Our testing methodology leverages promptfoo, a versatile testing framework known for its ease of use and impressive visualization features. With promptfoo, we designed a suite composed of 119 specially crafted queries covering a broad spectrum of topics. This comprehensive approach meant that every query not only tested the semantic depth of our models but also examined their response consistency across various languages such as English, Italian, Polish, French, Portuguese, UK English, Spanish, and German.

Even better, switching between different embedding models showed minimal effects on search latency. This indicates that while you’re refining the accuracy of your search results, the overall speed of your system remains reliable and consistent—a win-win situation for both developers and end users.

Analyzing the Results: Comparing Embedding Models

Scores

We evaluated several embedding models to gauge which one delivered the best performance without compromising on speed or resource usage. Here’s a glimpse of our experiments:

  • Our current model (paraphrase-multilingual-MiniLM-L12-v2) served as the baseline.
  • We also tested specialized models like e5-small-v2 and bge-small-en-v1.5, among others.
  • OpenAI’s text-embedding-3 models came in various dimensions (384, 768, and 1024) to see how embedding size affects search quality.

The results were eye-opening. For instance, OpenAI’s embeddings generally delivered higher passing rates according to the NDCG@K metric, which measures how many correct sections appear in the top positions of the search results. Multilingual models, in several cases, performed better than those designed only for English, emphasizing the importance of tailoring your search engine strategy to diverse user bases.
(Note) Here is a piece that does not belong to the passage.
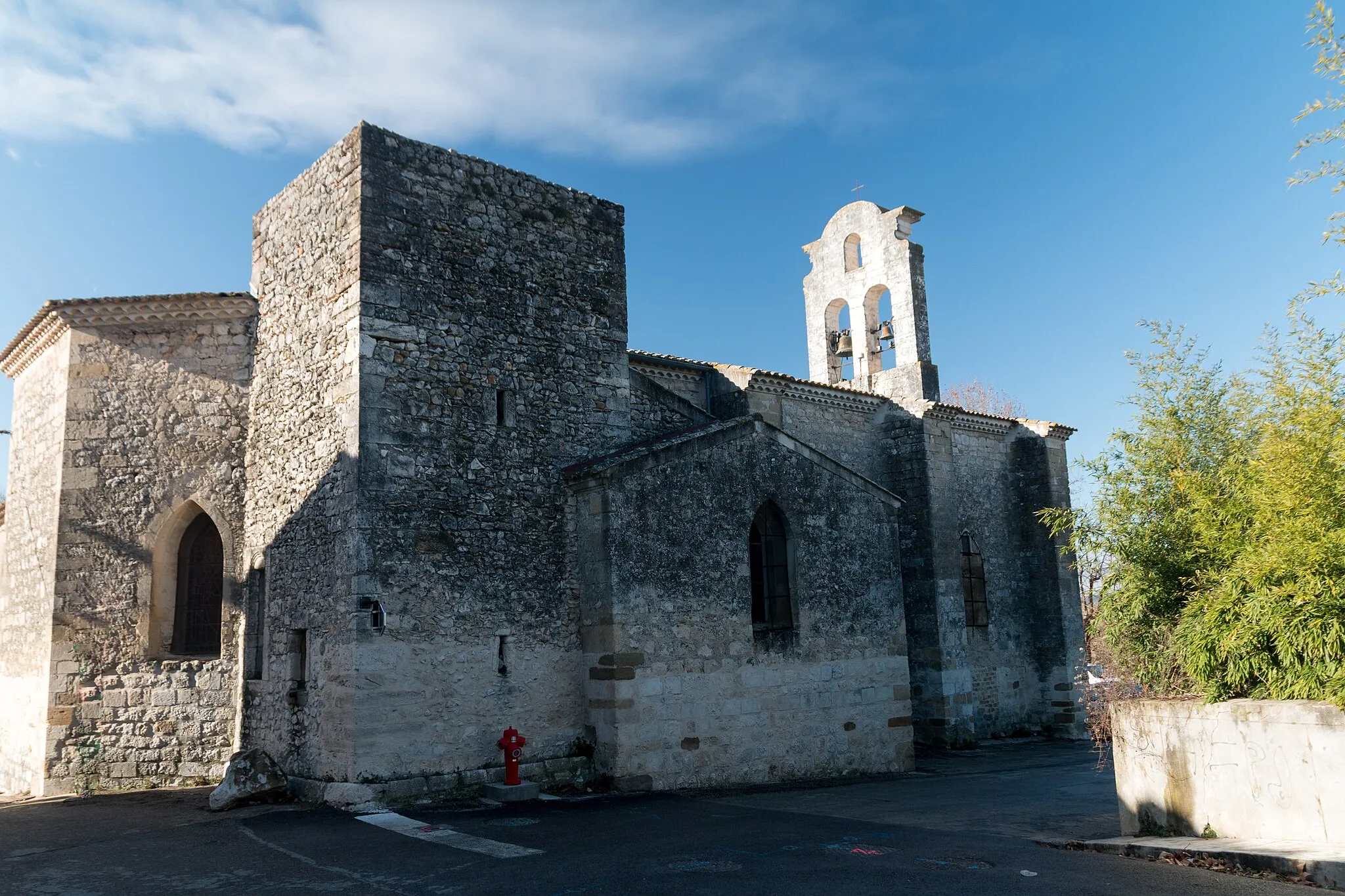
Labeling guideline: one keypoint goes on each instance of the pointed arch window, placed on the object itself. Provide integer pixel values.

Conclusion and Next Steps: Mapping Out the Future

While our testing highlighted clear performance differences among the embedding models, the decision isn’t as simple as choosing the one with the highest score. It’s more about considering the context in which the model will operate. When selecting a model, think about:

  1. The specific requirements of your use case.
  2. How the model integrates with your current search engine technology.
  3. The nature and diversity of your document formats.
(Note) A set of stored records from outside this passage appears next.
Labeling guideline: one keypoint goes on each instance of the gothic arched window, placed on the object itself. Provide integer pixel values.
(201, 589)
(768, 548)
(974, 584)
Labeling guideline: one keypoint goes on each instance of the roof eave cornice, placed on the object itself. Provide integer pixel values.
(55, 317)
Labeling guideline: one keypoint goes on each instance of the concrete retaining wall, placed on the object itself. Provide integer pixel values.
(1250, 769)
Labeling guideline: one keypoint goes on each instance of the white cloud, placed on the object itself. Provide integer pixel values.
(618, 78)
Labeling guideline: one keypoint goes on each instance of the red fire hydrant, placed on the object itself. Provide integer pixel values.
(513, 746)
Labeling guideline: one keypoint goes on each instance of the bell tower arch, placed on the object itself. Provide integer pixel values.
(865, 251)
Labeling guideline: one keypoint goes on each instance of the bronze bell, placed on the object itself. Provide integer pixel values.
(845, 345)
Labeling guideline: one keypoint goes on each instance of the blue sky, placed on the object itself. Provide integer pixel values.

For us, the next phase involves deploying the best-performing model into our production environment. But deploying is just the start. We will also be implementing robust monitoring of customer satisfaction metrics, allowing us to gather real-world performance data. This will help ensure that the theoretical improvements from our tests translate into tangible benefits for users.

Optimizing a RAG pipeline is much like tuning a musical instrument: small, precise adjustments can lead to a harmonious system that strikes the perfect chord with its users. With our focus on the embedding model, we’ve discovered a practical path to enhancing search relevance without excessive resource allocation. As technology continues to evolve, so will our strategies—always aiming for a system that’s fast, accurate, and user-friendly.

By sharing our journey, we hope to offer you the insight and inspiration needed to refine your own RAG pipeline. After all, a well-optimized search system is not just about cutting-edge technology but also about delivering a seamless experience that meets the real-world needs of your audience.